The TextExporter adds all annotations of each token separated by slashes (e.g. dogs/NNS/dog for a token dogs annotated with a part-of-speech NNS and a lemma dog).

The GridExporter adds all annotations available for the span of retrieved tokens, with each annotation layer in a separate line. Annotations are separated by spaces and the hierarchical order of annotations is lost, though the span of tokens covered by each annotation may optionally be given in square brackets (to turn this off use the optional parameter numbers=false in the ‘Parameters’ box). The user can specify annotation layers to be exported in the additional ‘Annotation Keys’ box, and annotation names should be separated by comas, as in the image above. Metadata annotations can also be exported by entering “metakeys=” and a list of comma separated metadata names in the Parameters box. If nothing is specified, all available annotations and no metadata will be exported. Multiple options are separated by a semicolon, e.g. the Parameters metakeys=type,docname;numbers=false. An example output with token numbers and the part of speech (pos) and syntactic category annotations looks as follows.

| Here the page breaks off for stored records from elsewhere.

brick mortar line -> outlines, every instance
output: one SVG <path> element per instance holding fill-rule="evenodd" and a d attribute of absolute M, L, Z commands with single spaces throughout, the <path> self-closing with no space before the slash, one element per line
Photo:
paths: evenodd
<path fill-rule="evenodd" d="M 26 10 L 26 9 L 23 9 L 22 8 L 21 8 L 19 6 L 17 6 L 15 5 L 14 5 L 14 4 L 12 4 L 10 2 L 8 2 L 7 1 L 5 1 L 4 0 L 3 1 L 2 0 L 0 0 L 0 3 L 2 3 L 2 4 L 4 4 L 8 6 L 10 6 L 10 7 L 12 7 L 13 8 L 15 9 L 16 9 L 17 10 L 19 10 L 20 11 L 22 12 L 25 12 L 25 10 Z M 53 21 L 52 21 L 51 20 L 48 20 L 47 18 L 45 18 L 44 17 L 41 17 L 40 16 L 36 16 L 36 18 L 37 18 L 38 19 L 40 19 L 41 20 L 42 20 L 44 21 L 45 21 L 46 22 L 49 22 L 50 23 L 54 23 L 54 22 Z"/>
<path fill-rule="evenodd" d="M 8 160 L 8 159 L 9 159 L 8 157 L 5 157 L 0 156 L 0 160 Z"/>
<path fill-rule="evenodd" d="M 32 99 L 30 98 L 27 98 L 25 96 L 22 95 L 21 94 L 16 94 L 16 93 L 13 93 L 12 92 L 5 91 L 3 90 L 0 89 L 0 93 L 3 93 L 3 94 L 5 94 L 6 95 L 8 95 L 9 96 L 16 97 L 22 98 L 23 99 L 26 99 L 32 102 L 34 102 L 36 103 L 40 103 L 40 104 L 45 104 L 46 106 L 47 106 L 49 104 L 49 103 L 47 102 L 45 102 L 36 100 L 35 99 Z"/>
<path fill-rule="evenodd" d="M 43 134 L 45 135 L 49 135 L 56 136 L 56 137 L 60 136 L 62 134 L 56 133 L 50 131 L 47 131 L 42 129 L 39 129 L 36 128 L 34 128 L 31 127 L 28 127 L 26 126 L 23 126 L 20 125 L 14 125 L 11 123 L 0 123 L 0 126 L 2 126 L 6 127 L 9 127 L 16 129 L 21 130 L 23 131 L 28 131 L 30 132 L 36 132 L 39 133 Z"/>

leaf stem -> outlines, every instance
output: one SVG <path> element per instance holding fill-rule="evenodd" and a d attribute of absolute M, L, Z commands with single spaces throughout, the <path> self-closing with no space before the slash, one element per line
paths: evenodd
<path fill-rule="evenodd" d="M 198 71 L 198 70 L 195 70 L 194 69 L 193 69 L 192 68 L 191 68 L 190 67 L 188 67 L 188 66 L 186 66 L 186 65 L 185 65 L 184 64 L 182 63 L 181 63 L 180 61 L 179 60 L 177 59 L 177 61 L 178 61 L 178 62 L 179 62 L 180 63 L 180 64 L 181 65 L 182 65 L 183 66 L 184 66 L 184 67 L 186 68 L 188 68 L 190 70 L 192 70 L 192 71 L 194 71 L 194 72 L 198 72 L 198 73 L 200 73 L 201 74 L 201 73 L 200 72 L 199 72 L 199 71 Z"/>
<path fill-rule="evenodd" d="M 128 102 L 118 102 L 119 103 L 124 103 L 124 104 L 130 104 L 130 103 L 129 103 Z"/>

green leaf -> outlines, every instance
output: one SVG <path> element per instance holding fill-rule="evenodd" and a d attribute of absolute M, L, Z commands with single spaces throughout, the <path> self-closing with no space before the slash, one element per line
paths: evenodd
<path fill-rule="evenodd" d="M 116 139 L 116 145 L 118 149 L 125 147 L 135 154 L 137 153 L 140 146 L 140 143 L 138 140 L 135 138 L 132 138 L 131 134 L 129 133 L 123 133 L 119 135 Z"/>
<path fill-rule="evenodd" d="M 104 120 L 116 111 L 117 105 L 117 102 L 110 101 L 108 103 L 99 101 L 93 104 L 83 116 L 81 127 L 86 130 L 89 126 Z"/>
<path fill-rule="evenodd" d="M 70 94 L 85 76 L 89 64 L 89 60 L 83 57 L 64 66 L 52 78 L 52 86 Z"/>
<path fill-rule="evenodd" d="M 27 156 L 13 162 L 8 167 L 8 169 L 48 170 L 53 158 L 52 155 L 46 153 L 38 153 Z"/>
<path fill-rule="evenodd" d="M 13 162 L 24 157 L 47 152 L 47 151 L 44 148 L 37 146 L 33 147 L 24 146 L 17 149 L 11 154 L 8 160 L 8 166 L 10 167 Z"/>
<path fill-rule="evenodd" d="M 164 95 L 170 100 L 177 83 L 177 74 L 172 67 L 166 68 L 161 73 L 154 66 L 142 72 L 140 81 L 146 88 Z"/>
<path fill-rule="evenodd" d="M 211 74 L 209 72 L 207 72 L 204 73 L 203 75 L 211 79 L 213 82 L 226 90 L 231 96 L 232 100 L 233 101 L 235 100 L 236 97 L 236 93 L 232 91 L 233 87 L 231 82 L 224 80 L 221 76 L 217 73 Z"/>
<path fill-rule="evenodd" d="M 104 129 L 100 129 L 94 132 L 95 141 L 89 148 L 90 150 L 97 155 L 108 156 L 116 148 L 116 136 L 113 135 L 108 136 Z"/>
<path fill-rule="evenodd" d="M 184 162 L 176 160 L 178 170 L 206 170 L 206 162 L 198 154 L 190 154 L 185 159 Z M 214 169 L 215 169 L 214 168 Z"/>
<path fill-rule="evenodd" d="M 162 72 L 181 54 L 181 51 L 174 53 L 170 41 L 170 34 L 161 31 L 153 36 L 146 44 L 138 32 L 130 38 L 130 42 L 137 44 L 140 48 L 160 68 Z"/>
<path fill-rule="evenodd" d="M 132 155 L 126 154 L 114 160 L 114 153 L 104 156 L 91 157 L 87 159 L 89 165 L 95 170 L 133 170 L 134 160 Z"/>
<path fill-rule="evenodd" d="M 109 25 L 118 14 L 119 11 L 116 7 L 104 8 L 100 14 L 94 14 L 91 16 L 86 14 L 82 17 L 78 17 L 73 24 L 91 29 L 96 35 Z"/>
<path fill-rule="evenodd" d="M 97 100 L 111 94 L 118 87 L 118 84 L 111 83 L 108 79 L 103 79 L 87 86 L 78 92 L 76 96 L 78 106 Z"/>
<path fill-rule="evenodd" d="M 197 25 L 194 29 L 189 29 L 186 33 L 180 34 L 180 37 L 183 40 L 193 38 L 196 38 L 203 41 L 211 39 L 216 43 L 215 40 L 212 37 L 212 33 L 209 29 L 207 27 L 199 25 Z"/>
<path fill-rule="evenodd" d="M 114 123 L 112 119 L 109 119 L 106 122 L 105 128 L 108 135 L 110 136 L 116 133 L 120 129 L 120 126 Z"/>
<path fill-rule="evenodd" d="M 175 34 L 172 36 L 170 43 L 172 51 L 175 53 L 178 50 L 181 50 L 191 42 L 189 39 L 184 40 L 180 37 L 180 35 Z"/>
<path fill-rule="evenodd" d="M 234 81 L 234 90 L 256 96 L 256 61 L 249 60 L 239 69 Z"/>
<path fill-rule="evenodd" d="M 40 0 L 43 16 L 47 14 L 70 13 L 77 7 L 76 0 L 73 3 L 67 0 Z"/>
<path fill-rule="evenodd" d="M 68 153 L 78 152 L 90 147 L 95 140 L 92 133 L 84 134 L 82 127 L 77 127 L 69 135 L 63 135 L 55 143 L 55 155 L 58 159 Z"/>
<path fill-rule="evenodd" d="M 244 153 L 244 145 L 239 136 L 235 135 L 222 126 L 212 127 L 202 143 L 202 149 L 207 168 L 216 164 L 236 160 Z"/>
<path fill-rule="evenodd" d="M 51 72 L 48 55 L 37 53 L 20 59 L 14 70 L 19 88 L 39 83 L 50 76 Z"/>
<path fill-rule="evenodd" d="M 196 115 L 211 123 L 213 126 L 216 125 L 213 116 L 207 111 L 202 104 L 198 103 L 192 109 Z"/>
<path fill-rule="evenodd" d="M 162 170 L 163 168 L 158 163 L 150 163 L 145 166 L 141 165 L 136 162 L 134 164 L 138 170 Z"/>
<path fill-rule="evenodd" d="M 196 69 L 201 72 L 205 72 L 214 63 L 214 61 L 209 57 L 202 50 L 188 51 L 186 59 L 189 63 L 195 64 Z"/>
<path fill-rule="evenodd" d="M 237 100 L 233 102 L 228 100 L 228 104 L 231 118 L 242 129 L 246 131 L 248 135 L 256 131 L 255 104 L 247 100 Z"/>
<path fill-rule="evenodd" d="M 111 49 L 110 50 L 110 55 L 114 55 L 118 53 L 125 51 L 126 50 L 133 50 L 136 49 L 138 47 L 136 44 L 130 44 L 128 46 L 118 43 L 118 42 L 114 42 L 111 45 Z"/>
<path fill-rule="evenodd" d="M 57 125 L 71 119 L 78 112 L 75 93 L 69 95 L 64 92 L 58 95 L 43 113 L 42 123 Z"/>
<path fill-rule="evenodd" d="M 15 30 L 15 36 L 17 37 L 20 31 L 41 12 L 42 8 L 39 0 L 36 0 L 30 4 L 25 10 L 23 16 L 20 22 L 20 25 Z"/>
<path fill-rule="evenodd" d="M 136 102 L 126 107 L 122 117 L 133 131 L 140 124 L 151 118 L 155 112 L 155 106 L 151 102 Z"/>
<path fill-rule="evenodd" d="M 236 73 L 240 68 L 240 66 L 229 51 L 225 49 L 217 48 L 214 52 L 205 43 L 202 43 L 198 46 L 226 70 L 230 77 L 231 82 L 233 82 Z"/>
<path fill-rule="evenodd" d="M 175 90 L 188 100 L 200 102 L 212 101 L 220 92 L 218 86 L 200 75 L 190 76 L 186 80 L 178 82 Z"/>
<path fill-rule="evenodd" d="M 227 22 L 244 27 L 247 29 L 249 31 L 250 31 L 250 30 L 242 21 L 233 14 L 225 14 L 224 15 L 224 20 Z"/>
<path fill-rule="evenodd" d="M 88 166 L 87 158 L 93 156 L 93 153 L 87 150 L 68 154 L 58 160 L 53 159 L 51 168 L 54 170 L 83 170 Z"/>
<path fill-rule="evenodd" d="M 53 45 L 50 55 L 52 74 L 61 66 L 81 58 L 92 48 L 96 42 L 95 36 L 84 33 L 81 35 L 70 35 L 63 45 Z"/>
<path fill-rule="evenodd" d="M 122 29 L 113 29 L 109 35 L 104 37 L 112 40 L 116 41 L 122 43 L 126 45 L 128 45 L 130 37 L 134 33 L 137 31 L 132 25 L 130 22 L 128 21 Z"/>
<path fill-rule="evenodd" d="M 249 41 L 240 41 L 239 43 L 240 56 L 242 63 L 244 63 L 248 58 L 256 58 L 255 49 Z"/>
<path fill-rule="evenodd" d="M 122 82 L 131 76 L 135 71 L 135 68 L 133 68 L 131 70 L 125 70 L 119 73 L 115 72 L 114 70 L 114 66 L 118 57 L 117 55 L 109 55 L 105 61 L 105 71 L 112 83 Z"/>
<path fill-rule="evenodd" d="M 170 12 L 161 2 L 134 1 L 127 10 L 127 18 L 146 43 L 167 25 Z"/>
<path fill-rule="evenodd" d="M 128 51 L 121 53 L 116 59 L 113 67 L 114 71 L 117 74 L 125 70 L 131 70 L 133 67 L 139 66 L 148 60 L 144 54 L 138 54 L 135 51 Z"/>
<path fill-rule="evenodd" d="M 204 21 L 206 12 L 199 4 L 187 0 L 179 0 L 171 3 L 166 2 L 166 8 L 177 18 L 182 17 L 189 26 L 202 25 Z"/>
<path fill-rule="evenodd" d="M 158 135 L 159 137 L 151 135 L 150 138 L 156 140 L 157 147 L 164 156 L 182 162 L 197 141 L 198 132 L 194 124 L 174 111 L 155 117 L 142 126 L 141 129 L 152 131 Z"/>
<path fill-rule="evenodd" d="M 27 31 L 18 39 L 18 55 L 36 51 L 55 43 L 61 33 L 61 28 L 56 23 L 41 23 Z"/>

0.   tok  of the International Brotherhood of Magicians Wednesday 
    pos  IN[1-1] DT[2-2] NP[3-3] NP[4-4] IN[5-5] NPS[6-6] NP[7-7] 
    cat  S[1-6] VP[1-6] NP[1-6] PP[1-6] NP[2-4] PP[5-6] NP[6-6] NP[7-12]

Meaning that the annotation cat="NP" applies to tokens 1-6 in the search result, and so on. Note that when specifying annotation layers, if the reserved name 'tok' is not specified, the tokens themselves will not be exported (annotations only).

The WekaExporter outputs the format used by the WEKA machine learning tool. Only the attributes of the search elements (#1, #2 etc. in AQL) are outputted, and are separated by commas. The order and name of the attributes is declared in the beginning of the export text, as in this example:

@relation name

@attribute #1_id string
@attribute #1_span string
@attribute #1_anno_const:cat string
@attribute #2_id string
@attribute #2_span string
@attribute #2_anno_GUM:claws5 string
@attribute #2_anno_GUM:lemma string
@attribute #2_anno_GUM:pos string

@data

'11318611','the current state','NP','11318616','current','AJ0','current','JJ'
'11318686','magic','NP','11318688','magic','AJ0','magic','JJ'
'11318757','some basic tricks','NP','11318760','basic','AJ0','basic','JJ'

The export shows the properties of an NP node dominating a token with the part-of-speech JJ. Since the token also has other attributes, such as the lemma and part of speech tags, these are also retrieved.

It is also possible to output metadata annotations per hit using the WekaExporter. To do so, use the parameter metakeys=meta1,meta2 etc. For example, if your documents have a metadata annotation called 'genre', you may export it for each search result as a further column using metakeys=genre in the parameters box.

The CSVExporter behaves much like the WekaExporter, except that the Weka header specifying the content of the columns is not used (useful for importing into spreadsheet programs such as Excel or Calc).

Note that exporting may be slow if the result set is large.